Grouper diagnostics provides a URL on Grouper WS which will help to give the health of Grouper.  This can include memory in the WS server, connection to the Grouper Registry DB, that sources can perform queries, and that Grouper loader jobs are successfully executing.  If everything is ok, a 200 HTTP code will be returned, else 500.  A description of the issue will be returned as well.  The point is that this URL can be pointed to be web monitoring software like nagio, big brother, BMC, etc.
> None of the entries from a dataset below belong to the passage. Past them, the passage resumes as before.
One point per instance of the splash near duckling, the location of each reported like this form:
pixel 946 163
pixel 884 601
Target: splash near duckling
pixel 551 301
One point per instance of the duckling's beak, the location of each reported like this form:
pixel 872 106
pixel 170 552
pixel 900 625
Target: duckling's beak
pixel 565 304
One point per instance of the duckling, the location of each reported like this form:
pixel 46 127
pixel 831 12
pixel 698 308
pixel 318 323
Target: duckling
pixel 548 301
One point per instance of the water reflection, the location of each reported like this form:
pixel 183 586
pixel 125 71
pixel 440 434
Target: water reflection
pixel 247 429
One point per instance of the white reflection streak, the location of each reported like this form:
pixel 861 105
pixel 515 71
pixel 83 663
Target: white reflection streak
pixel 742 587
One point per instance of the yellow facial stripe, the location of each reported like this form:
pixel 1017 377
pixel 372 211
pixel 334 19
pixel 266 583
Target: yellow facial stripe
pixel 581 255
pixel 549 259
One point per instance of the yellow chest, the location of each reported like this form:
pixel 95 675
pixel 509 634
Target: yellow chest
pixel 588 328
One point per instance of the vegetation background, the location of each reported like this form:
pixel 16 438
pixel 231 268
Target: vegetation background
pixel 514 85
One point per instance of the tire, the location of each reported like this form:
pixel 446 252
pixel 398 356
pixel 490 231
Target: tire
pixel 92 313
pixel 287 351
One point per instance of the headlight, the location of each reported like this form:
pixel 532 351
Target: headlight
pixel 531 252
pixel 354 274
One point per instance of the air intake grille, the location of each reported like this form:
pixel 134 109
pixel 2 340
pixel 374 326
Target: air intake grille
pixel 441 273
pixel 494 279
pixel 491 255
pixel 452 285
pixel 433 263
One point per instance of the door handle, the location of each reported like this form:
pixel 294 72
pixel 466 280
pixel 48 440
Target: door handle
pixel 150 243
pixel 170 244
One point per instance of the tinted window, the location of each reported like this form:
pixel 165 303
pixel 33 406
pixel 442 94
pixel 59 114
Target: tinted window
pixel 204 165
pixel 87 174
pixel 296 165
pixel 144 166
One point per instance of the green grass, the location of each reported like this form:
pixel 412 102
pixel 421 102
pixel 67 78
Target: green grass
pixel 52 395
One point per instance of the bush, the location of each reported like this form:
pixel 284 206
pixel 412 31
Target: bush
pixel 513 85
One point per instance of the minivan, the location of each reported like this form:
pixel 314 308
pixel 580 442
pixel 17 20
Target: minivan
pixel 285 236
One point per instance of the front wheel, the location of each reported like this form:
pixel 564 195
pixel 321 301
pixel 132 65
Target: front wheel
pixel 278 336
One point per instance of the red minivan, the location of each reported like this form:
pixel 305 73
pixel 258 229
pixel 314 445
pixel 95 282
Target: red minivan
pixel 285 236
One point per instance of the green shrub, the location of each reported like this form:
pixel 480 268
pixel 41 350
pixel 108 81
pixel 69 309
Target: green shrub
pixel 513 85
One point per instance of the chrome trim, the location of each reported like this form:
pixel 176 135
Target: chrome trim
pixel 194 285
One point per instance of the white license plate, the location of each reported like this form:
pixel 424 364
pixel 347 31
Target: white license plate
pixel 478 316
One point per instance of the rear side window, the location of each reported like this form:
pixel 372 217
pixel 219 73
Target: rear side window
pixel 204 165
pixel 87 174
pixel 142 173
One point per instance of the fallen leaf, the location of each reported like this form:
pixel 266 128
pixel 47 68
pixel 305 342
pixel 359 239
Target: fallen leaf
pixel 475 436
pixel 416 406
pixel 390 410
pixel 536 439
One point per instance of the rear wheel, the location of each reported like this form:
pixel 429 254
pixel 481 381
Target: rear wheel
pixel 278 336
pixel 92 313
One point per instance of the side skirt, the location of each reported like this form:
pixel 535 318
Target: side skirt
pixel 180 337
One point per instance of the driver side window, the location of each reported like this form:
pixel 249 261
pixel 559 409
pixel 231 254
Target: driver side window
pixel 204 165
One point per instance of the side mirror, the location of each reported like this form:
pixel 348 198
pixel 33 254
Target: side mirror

There is general information displayed on success as well, the server name, number of WS requests (since server started), the last error (if recent), etc

There isnt any sensitive information in these calls, but if you want to lock them down, do that in your servlet container or web server (or dont map the servlet in the WS web.xml).  You could restrict to your PC and nagios server source IP addresses for example.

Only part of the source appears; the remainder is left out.